台湾を自転車で巡る魅力
近年、健康意識の高まりや環境問題への関心が増す中で、旅行スタイルが多様化しています。そんな中、自転車旅行が世界的に注目を集めており、特に台湾はその魅力的な自転車環境で多くの旅行者を引き寄せています。台湾は自転車製造大国として知られ、島内には安全な自転車道が整備されており、公共レンタサイクルの「YouBike(ユーバイク)」が各地に設置されています。これにより、旅行者は自転車を持参することなく、手軽にサイクリング旅行を始めることができるのです。
目的地:獅頭山と霧峰の魅力
台湾中部の低炭素スローツーリズムの魅力を体感しようと、韓国のサイクリング専門誌の編集長であるチャンミン氏と人気インフルエンサーのBK氏が台湾を訪れました。彼らはまず、客家文化の色濃い獅頭山の風景区を訪れ、郷土料理を楽しんでから、台中市霧峰へ向かいました。この旅では、サイクリングを通じて台湾の山間地域特有の美しさや文化を堪能しました。
獅頭山:客家集落の探訪
獅頭山は新竹と苗栗にまたがる地域で、台湾を代表する客家集落の一つです。桃園国際空港からアクセスも良く、旅の拠点として南庄に宿泊すると便利です。獅頭山周辺を自転車で巡るコースには、緩やかなアップダウンがあり、美しい風景を楽しみながらサイクリングを満喫できます。途中立ち寄った「巴巴坑道」では、かつての鉱山文化や鉱夫の生活について学ぶことができました。
また、小日月潭と呼ばれる峨眉湖も訪れました。湖面と山々の景色は特に美しく、水辺に沿ったサイクリングコースは訪れる価値があります。周辺には、細茅埔吊り橋や弥勒仏像、無人書店などの観光スポットが点在しており、湖畔での食事も楽しみました。
台中霧峰のサイクリング
二日目は台中に移動し、「阿罩霧自転車騎旅」というサイクリングイベントに参加しました。約26キロの平坦なコースを進み、立法院や乾溪自転車道、アジア大学現代美術館などを巡りました。サイクリングを通じて台湾の文化や歴史に触れることができ、参加者たちも充実した時間を過ごしました。
三泊四日の充実した旅
今回の台湾中部でのサイクリングは、地域ごとの文化や自然の違いを体感できる素晴らしい体験となりました。旅行の最終日には台北市に戻り、西門町の夜の街を散策することで都市の活気を改めて感じました。チャンミン氏は「台湾には何度も訪れているが、このコースは新鮮だった」との感想を寄せており、多くのサイクリング愛好者にとっても魅力的な目的地であることが伺えます。

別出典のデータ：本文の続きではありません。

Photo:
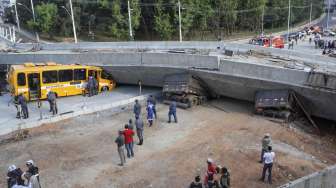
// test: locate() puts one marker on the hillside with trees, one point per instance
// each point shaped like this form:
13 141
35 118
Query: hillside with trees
108 20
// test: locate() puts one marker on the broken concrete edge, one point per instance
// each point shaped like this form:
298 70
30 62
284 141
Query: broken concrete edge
83 111
323 178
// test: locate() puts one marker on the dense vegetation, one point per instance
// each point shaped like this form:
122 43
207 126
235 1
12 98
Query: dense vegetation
158 19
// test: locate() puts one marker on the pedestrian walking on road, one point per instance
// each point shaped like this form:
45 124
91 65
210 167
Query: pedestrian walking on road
140 128
33 169
152 100
137 109
268 164
120 141
265 143
14 174
225 178
23 103
130 124
172 112
196 183
211 170
32 180
150 114
52 102
129 133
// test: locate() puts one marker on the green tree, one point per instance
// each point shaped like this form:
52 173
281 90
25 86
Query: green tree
46 14
163 19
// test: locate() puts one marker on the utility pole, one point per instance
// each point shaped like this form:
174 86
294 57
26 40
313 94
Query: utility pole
73 21
17 17
289 9
180 24
130 20
328 14
311 12
262 21
37 36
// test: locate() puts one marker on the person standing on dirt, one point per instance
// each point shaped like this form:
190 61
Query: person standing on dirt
225 178
211 170
24 107
52 102
128 133
197 183
90 86
265 142
33 169
139 128
172 112
150 113
268 164
130 124
32 180
152 100
137 109
14 174
120 141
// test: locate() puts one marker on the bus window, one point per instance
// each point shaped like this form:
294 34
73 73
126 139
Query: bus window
49 77
21 79
65 75
79 74
93 73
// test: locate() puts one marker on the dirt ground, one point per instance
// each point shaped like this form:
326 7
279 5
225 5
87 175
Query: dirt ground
81 153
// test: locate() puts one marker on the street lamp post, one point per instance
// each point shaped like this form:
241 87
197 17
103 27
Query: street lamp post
328 14
17 17
34 18
73 21
180 22
130 20
311 12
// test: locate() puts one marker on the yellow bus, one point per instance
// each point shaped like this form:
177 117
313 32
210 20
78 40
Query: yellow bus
35 80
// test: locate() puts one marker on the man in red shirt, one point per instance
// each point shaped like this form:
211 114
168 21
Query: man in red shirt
128 133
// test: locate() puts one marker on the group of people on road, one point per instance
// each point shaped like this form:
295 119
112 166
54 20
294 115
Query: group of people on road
20 103
219 177
125 137
16 178
215 177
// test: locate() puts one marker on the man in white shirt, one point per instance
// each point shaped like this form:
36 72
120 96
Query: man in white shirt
268 159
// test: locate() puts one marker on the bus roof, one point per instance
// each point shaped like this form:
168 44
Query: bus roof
47 66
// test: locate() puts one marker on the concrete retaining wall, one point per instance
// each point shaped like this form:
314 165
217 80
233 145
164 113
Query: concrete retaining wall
322 179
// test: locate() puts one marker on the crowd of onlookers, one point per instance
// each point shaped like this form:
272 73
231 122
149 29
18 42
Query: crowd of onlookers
16 178
219 177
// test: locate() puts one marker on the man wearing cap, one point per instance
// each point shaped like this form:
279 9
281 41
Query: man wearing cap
120 141
265 142
211 170
52 102
139 128
137 108
14 175
172 112
268 159
128 133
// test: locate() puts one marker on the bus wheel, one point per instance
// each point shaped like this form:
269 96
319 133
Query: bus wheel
105 88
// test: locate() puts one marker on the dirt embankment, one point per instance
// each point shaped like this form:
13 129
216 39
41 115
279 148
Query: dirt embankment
80 153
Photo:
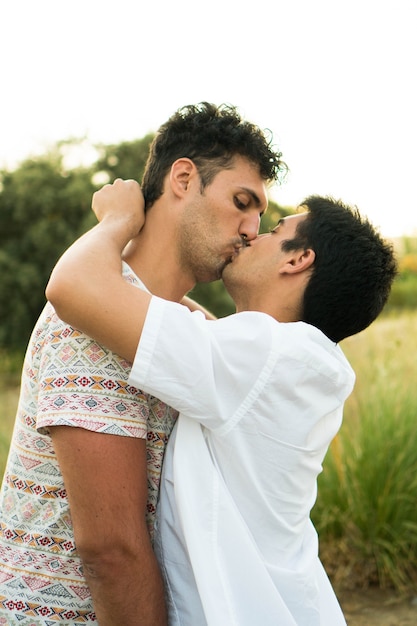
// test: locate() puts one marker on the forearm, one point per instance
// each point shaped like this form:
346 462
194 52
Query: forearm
127 591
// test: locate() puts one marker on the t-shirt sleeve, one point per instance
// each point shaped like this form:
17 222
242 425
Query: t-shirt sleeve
207 370
83 384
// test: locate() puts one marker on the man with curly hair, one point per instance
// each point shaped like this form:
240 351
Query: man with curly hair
80 489
260 395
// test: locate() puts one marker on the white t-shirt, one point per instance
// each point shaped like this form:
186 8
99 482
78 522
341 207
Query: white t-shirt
259 403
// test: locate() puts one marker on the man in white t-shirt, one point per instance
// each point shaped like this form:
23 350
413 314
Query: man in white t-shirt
260 396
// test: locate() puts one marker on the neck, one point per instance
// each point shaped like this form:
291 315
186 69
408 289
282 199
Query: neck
152 255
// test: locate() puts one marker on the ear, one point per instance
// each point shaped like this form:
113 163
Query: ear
182 171
298 261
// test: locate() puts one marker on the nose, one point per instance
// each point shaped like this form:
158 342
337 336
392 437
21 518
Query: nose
250 226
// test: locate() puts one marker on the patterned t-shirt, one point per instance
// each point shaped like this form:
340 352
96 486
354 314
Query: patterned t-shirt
67 379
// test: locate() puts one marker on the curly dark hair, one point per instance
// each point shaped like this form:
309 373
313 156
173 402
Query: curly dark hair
211 136
353 271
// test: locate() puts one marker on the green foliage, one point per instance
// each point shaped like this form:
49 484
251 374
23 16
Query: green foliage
404 292
124 160
368 489
44 207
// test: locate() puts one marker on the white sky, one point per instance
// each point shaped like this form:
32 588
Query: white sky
334 80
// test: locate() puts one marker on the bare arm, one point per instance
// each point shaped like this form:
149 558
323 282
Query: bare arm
105 477
94 298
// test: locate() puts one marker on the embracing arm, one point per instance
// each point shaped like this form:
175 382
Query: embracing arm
97 299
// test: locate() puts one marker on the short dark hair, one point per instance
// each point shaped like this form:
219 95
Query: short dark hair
211 136
353 271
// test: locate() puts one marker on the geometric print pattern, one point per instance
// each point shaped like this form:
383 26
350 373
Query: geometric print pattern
67 379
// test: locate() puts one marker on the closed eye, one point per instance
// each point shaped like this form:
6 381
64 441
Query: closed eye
240 204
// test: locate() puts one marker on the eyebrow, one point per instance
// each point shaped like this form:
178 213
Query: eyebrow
252 194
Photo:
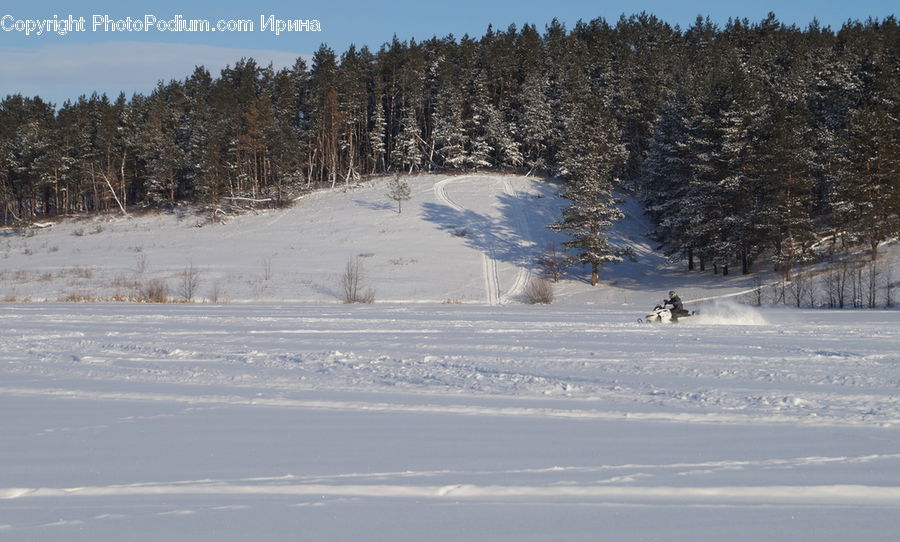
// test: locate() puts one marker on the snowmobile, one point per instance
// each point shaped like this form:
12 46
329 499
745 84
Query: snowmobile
664 314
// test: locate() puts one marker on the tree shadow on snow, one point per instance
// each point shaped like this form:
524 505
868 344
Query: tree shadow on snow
517 235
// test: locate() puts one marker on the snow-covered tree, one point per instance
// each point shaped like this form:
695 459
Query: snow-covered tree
399 191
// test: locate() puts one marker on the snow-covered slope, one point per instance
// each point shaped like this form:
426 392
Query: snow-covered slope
471 239
489 420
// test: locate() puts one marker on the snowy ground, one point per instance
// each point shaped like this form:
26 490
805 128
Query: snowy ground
285 415
470 239
413 422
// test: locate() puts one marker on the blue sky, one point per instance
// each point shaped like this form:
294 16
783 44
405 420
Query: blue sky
59 67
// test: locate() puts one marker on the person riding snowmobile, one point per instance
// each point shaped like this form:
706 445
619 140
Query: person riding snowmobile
677 306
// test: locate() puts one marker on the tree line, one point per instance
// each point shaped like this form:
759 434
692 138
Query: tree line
743 139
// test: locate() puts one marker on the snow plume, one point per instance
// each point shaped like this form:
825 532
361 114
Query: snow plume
727 312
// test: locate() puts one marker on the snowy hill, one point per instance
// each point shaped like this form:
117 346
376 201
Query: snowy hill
286 415
469 239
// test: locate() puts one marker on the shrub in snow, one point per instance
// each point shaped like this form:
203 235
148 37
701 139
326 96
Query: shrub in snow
538 291
352 284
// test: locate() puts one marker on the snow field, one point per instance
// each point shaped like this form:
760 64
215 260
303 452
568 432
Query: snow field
444 422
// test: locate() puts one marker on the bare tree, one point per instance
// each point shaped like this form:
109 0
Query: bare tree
889 287
399 191
553 262
352 284
799 288
538 291
190 281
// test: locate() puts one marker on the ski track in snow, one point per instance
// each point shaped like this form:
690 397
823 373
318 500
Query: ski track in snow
494 294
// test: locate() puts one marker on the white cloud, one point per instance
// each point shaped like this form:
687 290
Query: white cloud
60 72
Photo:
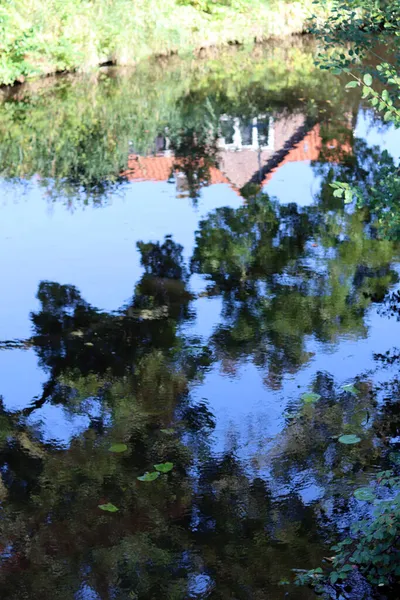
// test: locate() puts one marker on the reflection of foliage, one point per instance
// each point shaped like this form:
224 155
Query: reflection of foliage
278 289
96 122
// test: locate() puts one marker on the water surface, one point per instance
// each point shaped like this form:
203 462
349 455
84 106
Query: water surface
176 275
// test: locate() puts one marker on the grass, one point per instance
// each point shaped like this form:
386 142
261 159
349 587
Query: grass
38 38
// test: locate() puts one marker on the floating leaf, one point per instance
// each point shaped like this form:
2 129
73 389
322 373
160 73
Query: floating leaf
118 448
309 397
350 389
164 467
149 476
349 439
365 494
108 507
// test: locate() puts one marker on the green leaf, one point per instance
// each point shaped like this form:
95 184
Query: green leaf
348 196
349 439
352 84
334 577
367 79
364 494
350 389
118 448
310 398
108 507
366 91
149 476
164 467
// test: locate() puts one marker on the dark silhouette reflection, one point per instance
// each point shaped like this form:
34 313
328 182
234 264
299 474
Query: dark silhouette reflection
286 273
215 525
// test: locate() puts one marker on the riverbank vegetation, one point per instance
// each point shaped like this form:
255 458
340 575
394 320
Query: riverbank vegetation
38 38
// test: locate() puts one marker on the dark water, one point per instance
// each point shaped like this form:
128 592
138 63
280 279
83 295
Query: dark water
175 274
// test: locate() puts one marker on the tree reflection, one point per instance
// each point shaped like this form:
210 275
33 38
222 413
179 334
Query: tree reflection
286 273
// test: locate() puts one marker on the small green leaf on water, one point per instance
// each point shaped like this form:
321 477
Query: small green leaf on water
365 494
164 467
349 439
118 448
149 476
309 397
350 389
108 507
367 79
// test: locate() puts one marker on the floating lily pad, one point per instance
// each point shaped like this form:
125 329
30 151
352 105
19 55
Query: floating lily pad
351 389
365 494
149 476
108 507
164 467
310 397
349 439
118 448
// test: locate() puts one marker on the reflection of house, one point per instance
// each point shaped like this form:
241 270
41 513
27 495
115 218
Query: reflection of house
249 151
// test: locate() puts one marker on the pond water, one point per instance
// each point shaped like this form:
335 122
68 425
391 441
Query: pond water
177 280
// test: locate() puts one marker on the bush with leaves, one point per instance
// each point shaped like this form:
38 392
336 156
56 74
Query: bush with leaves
354 39
372 547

この旅を通じて、台湾の美しい風景や独自の文化が自転車を通じてさらに深く感じられることが分かりました。サイクリングを取り入れたスローツーリズムは、環境にも優しく、新しい形の旅行スタイルを生み出します。自転車旅行を通じて、台湾の大自然や文化を身近に体験することは、今後ますます人気を集めることでしょう。